Role of the periaqueductal gray substance in the antianxiety action of benzodiazepines.

In order to study the interactions between serotonergic mechanism and electrical stimulation of the mesencephalic central gray substance, rats were trained to lever-press for terminating aversive electric stimuli applied at the Periaqueductal gray and adjoining tectum of the mesencephalon. Experimental sessions consisted of 40 discrete escape trials of a maximum of 30 sec duration, separated by 30 sec intervals. Dose-effect curves of two tryptamine antagonists, cyproheptadine and methysergide, as well as of the benzodiazepine minor tranquilizer, chlordiazepoxide, on average escape latencies and on frequency distribution of individual latencies were determined. Doses of 3 to 10 mg/kg of cyproheptadine decreased average latencies of escape responding in six of eight rats studied. Doses of 10 and 30 mg/kg of methysergide also facilitated escape responding in one of three rats. In contrast, doses from 1 to 10 mg/kg of chlordiazepoxide, that cause little sedation or ataxia, produced dose-dependent increases in escape latencies. Furthermore, doses of 5.6 and 10 mg/kg of chlordiazepoxide partially blocked escape responding. The facilitatory effects of the tryptamine antagonists suggest that escape behavior is inhibited by brain tryptaminergic mechanisms, whereas the specific depressant effect of chlordiazepoxide on escape from Periaqueductal gray electrical stimulation suggest that this region may be involved in the antianxiety action of benzodiazepines.

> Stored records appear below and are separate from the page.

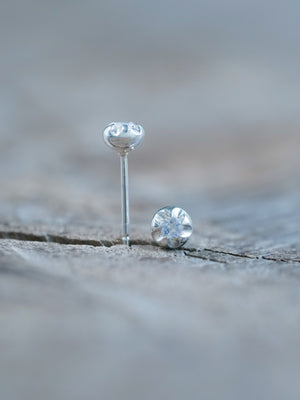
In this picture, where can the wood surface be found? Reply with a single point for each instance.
(81, 315)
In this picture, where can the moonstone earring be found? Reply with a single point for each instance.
(124, 137)
(171, 227)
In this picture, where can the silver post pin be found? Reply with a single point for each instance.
(124, 137)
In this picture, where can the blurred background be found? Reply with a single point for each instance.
(215, 85)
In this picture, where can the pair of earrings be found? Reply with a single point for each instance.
(171, 226)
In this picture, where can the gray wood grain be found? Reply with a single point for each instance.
(82, 316)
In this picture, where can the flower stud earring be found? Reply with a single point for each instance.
(171, 227)
(124, 137)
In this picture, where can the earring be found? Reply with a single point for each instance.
(171, 227)
(124, 137)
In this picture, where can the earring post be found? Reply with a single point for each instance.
(125, 199)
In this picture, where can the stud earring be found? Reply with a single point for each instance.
(171, 227)
(124, 137)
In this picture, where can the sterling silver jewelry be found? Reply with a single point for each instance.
(124, 137)
(171, 227)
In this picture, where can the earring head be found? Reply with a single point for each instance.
(123, 136)
(171, 227)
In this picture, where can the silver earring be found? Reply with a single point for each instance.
(171, 227)
(124, 137)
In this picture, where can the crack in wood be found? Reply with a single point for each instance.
(189, 252)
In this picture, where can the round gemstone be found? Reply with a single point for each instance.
(171, 227)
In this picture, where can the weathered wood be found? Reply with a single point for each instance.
(82, 316)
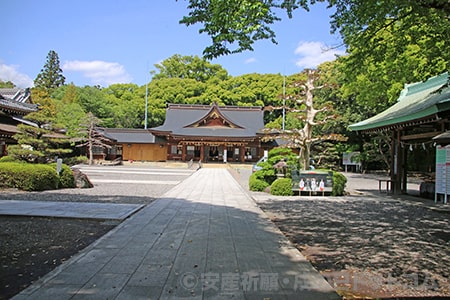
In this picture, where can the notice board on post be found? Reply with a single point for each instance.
(442, 172)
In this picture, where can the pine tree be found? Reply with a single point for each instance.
(51, 75)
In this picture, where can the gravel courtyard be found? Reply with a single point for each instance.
(365, 245)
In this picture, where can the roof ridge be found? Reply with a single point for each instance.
(433, 82)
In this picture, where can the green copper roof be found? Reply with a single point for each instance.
(417, 101)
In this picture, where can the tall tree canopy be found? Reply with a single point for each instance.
(189, 67)
(235, 25)
(51, 76)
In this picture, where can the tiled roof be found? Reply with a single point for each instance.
(417, 101)
(16, 101)
(238, 122)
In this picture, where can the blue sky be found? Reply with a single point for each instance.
(105, 42)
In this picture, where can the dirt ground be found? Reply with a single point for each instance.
(30, 247)
(369, 248)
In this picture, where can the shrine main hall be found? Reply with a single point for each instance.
(212, 133)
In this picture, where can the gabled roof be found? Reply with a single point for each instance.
(129, 136)
(16, 101)
(418, 103)
(211, 121)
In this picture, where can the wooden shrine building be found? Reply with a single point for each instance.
(14, 105)
(420, 116)
(212, 133)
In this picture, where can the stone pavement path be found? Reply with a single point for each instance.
(81, 210)
(204, 239)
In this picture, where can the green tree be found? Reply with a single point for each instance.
(6, 84)
(51, 76)
(234, 26)
(189, 67)
(305, 117)
(93, 138)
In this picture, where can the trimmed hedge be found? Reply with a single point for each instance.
(282, 187)
(33, 177)
(339, 182)
(66, 180)
(255, 184)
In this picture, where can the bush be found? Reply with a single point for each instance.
(66, 179)
(282, 187)
(339, 182)
(7, 159)
(28, 177)
(75, 160)
(255, 184)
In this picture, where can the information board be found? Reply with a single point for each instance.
(442, 171)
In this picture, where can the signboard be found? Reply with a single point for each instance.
(312, 182)
(442, 172)
(351, 159)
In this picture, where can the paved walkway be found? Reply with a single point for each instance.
(204, 239)
(68, 209)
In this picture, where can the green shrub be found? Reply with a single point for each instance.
(267, 173)
(282, 187)
(339, 182)
(75, 160)
(256, 184)
(7, 159)
(28, 177)
(66, 179)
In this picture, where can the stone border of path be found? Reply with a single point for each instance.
(81, 210)
(204, 239)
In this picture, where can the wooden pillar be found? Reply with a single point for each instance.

Cardiovascular change in response to prolonged defense area stimulation in freely moving rats.

The mean blood pressure and heart rate of freely moving rats were directly recorded over a 1-min period of electrical stimulation of the periaqueductal gray with intensities that induced freezing behavior, intense flight or no behavioral changes. Blood pressure and heart rate increased only when flight was induced and only during the first 15 s of stimulation. These cardiovascular changes suggest that homeostatic mechanisms act during the defense reaction and are markedly inhibited only at the beginning of the stimuli that induce the flight response, this inhibition quickly undergoing attenuation. These data do not suggest that activation of defense area, per se, contributes to the development of primary hypertension.